This blog was started as my reflections on the 2011 Change MOOC. It is now an on going journal of my thoughts on Higher Education, specifically teaching Biology.

Sunday, October 16, 2011

Goals #change11

Last weeks discussions regarding David Wiley's challenges to the MOOC participants, and Tony Bates webinar today, have really encouraged me to sit down and reflect on what I want to do in my classes.  Next semester I am presenting a Hybrid online/F2F class in biology.  This project is based upon an internal grant sponsored by our Center for Instructional Innovation.  Since joining the #change11 MOOC, I've had a lot of ideas about how to handle this class, and a lot of inspiration for other projects.  What follows is the basic ideas about the class.  This is still a work in progress.  But first, this class.

The Course:
The course is the first semester biology for our biology majors.  This is a heavy content class, with much of the content being required for later classes.  Students who do not take the time to incorporate foundational concepts tend to do poorly in later classes.

The Goal:
  • Encourage students to become active, independent learners.
  • Encourage students to learn the foundational concepts of biology.
  • Encourage retention of the foundational concepts of biology.
  • Encourage students to see the connections between different concepts of biology; to build in their mind a picture of the systems of living organisms.
The majority of students in this class are use to directive styles of instruction, and do not see themselves as independent learners.  The instructional management of this course will start off heavy, with additional resources provided to the students.  These resources will included online presentations, notes, links, and helpful hints.  As the semester continues, fewer instructor notes will be made available. Students will be asked instead to contribute notes, interpretations and content to the course wiki.

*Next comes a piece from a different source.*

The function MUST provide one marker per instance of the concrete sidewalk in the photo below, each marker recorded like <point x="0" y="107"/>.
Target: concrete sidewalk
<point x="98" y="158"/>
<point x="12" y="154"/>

The class is hybrid online/face-2-face, meaning that each week, students will come to the lecture hall for face-2-face time, but then the remaining time will be online work. 
Online work
  • ePortfolio of work including a blog of daily activities.
  • Comments on the blogs of other students.
  • Access to online tutorials.
  • Online quizzes based in a learning management system.
  • Papers submitted for calibrated online review.
  • Participation in webinars, online help sessions, and discussion boards.
  • End of semester reflective paper (based on Prior Learning Assessments)
In class work
  • Time in class will be mainly devoted to question and answers, mini-lectures (5 minutes on a specific topic), case studies, and activities (such as working with molecular models).
  • There will be two assessments to determine comprehension and synthesis of information.
Student Assessment:
  • 1/3 of the student's final grade is determined by the performance in lab.  The instructor has very little influence over lab, so this is something I will have very little control over.
  • Students will receive points for daily blog activity starting during the first week and proceeding through the 15 weeks of he semester.  I should note that points are awarded on "sound participation."  What this means is that the student has posted a reflection on the topic, the post is intelligible and logical.
  • Students will receive points for the completion of online quizzes.
  • Students will receive points on in class assessments.
  • Students will receive points for the end of the semester reflective paper and all calibrated peer reviewed papers.
Course Assessment:
Qualitative studies have never been my strong suit, so I'm working on ways to evaluate the effectiveness of the course.  Some of the assessments will include:
  • Survey of Student Satisfaction
  • Review of Student Participation and Survey by external observer
  • Comparison of results of standard departmental questions between sections.

This is the current scheme of the course.  Comments welcome.